Fertility doctors ‘terrified’ by Alabama court ruling that classifies embryos as unborn children

The fertility regulator is looking at possible instances of a faulty egg-freezing solution being used at clinics in the UK (Alamy/PA) ((Alamy/PA))
The fertility regulator is looking at possible instances of a faulty egg-freezing solution being used at clinics in the UK (Alamy/PA) ((Alamy/PA))

An Alabama Supreme Court ruling that classified frozen embryos as children under state law has left fertility doctors “terrified” and may force clinics to close their doors, campaigners have warned.

In a decision that could have profound consequences for both patients seeking fertility care and the medical professionals that provide it, the state’s highest court allowed for a wrongful death lawsuit to be brought over the destruction of frozen embryos in an incident at an Alabama clinic in 2020.

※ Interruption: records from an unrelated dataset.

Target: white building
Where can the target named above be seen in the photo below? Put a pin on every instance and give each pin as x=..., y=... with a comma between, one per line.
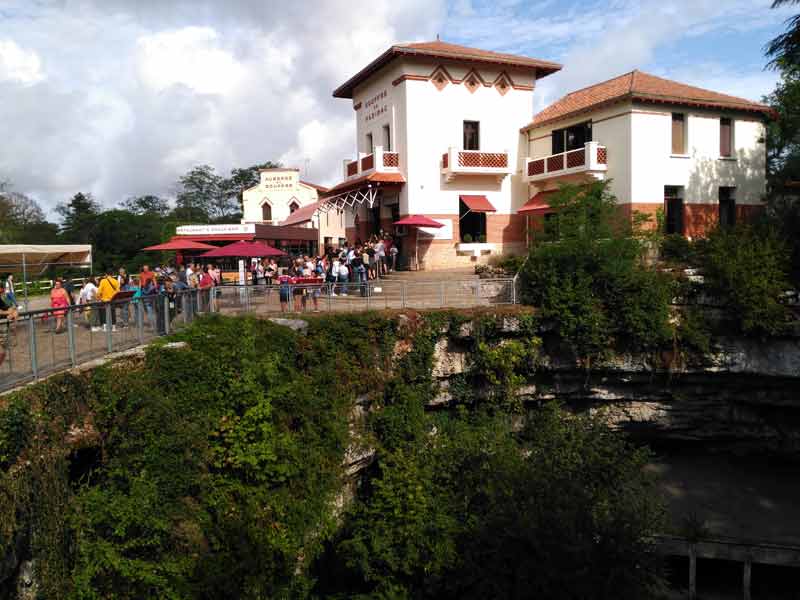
x=278, y=194
x=698, y=156
x=438, y=134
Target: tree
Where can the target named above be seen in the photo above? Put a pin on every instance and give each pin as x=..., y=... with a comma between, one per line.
x=785, y=49
x=78, y=218
x=241, y=179
x=201, y=196
x=147, y=205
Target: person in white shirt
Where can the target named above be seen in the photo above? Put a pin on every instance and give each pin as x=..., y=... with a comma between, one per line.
x=380, y=258
x=88, y=295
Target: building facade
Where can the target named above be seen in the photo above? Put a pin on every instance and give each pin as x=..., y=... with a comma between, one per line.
x=278, y=194
x=438, y=134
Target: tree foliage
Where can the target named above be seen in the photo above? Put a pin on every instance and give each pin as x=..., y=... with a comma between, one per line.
x=592, y=281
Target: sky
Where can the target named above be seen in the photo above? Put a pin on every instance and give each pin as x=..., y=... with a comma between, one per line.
x=120, y=97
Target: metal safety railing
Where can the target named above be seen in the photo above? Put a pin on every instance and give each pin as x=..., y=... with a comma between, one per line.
x=41, y=342
x=365, y=295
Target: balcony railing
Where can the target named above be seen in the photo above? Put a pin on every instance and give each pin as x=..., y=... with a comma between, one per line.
x=378, y=161
x=592, y=159
x=474, y=162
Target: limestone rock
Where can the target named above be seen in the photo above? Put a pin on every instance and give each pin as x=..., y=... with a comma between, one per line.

By classifying the frozen embryos as unborn children in their ruling, the justices opened the way for the plaintiffs in the lawsuit — three couples whose fertilised embryos were destroyed — to seek damages from the clinic for wrongful death.

That ruling may force clinics that provide in vitro fertilisation, or IVF, treatment to close over fears of being held liable for any damage to embryos during the freezing process, according to Sean Tipton, policy officer with the American Society for Reproductive Medicine (ASRM).

“Physicians and the other staff at the infertility clinics in Alabama are terrified, justifiably so,” Mr Tipton told The Independent, after speaking with doctors in the state. “If, right now, they provide state-of-the-art recommended care to their patients, they’re putting themselves and their businesses at incredible risk.”

The process of IVF often requires the fertilisation of many eggs to increase the chance that one will become a viable pregnancy. The embryo with the best chance of succeeding in the womb will be transferred, while the rest are usually frozen and kept in case the transfer fails or the patient wants to have another child.

Pro-choice groups like the ASRM have warned that anti-abortion campaigners view the battle over embryos as their next fight, following a successful, decades-long campaign to overturn Roe v Wade.

“Clearly this is part of a very fierce anti-choice agenda in the state of Alabama. This is this is abortion politics through and through,” Mr Tipton said of the ruling.

“I think this exposes the truth that the anti-choice argument is about controlling women and reproduction, not just about stopping abortion. The ultimate pro-life medical technology and it has been threatened by this ruling,” he added.

Overturning a lower court decision that classified the case as a property dispute, Alabama Justice Jay Mitchell wrote in the majority ruling last week that an 1872 state law allowing parents to sue over the death of a minor child also applied to embryos.

“Unborn children are ‘children’ ... without exception based on developmental stage, physical location, or any other ancillary characteristics,” he wrote.

The decision to classify frozen embryos as children raises a series of complicated questions about the legality of standard IVF processes in the state of Alabama. Usually, a clinic will be responsible for ensuring the decision of a patient who wants to keep, donate or destroy their embryos.

The court ruling also raises the prospect that the case and cause of classifying embryos as children may be taken up in other states by anti-abortion campaigners, or in a federal court, which could threaten the medical treatment nationwide.

In its ruling, the Alabama Supreme Court referred to anti-abortion language added to the state’s constitution in 2018, which made it the policy of the state to “ensure the protection of the rights of the unborn child.”

In a concurring opinion to the ruling, Chief Justice Tom Parker quoted the Bible.

“Even before birth, all human beings bear the image of God, and their lives cannot be destroyed without effacing his glory,” Justice Parker said.

The ruling may deter patients from seeking fertility treatment in the state over fears of what will happen to any embryos they freeze.